W Nowej Słupi dobiegają końca dymarki, impreza nawiązująca do hutniczych tradycji regionu oraz historii sprzed dwóch tysięcy lat, kiedy ścierały się światy imperium rzymskiego i barbarzyńców.
Stąd w Nowej Słupi rekonstruktorzy legionów z Imperium Rzymskiego, którzy przyjechali w góry świętokrzyskie z Czech. Jednak na tym antyczny świat u podnóża Łysej Góry się nie kończy. Jan Starosta ze Stowarzyszenia na Rzecz Popularyzacji Kultury Antycznej, przybliżył nam sylwetki starożytnych gwiazd aren, czyli gladiatorów.
– Gladiatorzy byli celebrytami, można ich porównać do dzisiejszego Connora McGregora, gwiazdy mieszanych sztuk walki. To były ważne osoby w kulturze i rozrywce, dlatego warto zaznaczyć, że walki gladiatorskie bardzo rzadko były na śmierć i życie. W większości przypadków kończyły się zranieniami, obtarciami czy siniakami. Wyszkolenie takiego wojownika było bardzo drogie, a szkoły gladiatorskie rozmieszczone były po całym Imperium Rzymskim. Praktycznie od północy Afryki, aż po tereny dzisiejszego Wiednia – mówił rekonstruktor.

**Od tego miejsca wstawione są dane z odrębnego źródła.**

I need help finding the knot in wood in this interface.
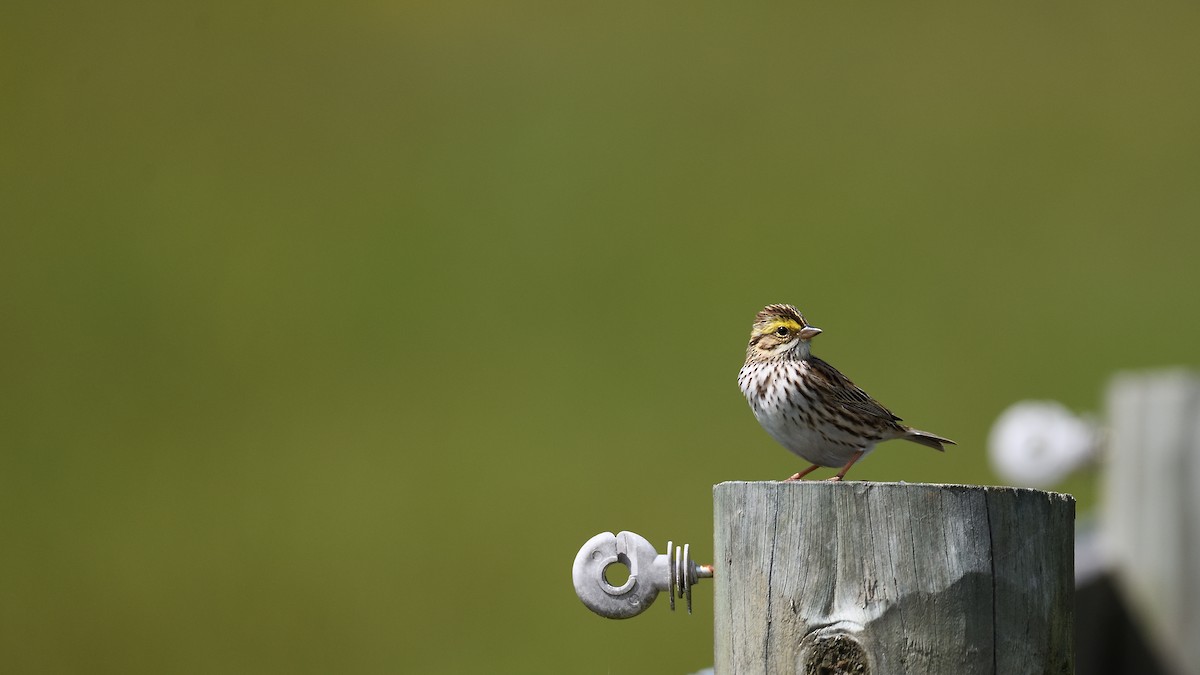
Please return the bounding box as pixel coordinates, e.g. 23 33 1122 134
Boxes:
800 631 871 675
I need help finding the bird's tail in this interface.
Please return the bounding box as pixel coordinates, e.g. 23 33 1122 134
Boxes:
904 429 958 453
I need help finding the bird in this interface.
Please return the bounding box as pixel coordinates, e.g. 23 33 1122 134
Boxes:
738 304 956 482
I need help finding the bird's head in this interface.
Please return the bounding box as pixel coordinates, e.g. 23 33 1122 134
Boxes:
746 305 821 359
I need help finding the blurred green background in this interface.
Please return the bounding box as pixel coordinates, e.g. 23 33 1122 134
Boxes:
0 0 1200 674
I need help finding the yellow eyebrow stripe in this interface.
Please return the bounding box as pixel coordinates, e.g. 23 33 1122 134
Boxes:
763 318 804 333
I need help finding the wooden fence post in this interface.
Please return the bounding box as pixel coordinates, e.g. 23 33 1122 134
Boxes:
1100 369 1200 673
713 482 1075 675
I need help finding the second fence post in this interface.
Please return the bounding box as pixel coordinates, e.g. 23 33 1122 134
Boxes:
713 482 1075 675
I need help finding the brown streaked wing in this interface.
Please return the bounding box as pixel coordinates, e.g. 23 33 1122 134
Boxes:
809 357 900 422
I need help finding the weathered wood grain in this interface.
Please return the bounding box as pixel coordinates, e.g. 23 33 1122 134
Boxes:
1102 369 1200 673
713 482 1074 675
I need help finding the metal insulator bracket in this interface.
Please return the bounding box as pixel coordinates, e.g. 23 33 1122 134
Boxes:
571 532 713 619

Z kolei Piotr Siegiejewicz, nazywany przez barbarzyńców Bernuhandus, zachęcał do strzelania z łuku.
– To nic trudnego, wystarczy odpowiedni dobór łuku i towarzystwa, by trenować ten świetny sport. Zapraszamy do Nowej Słupi, może to właśnie tutaj nowi złapią bakcyla – dodał łucznik.
Na zakończenie dwudniowej imprezy zaśpiewa Sylwia Grzeszczak.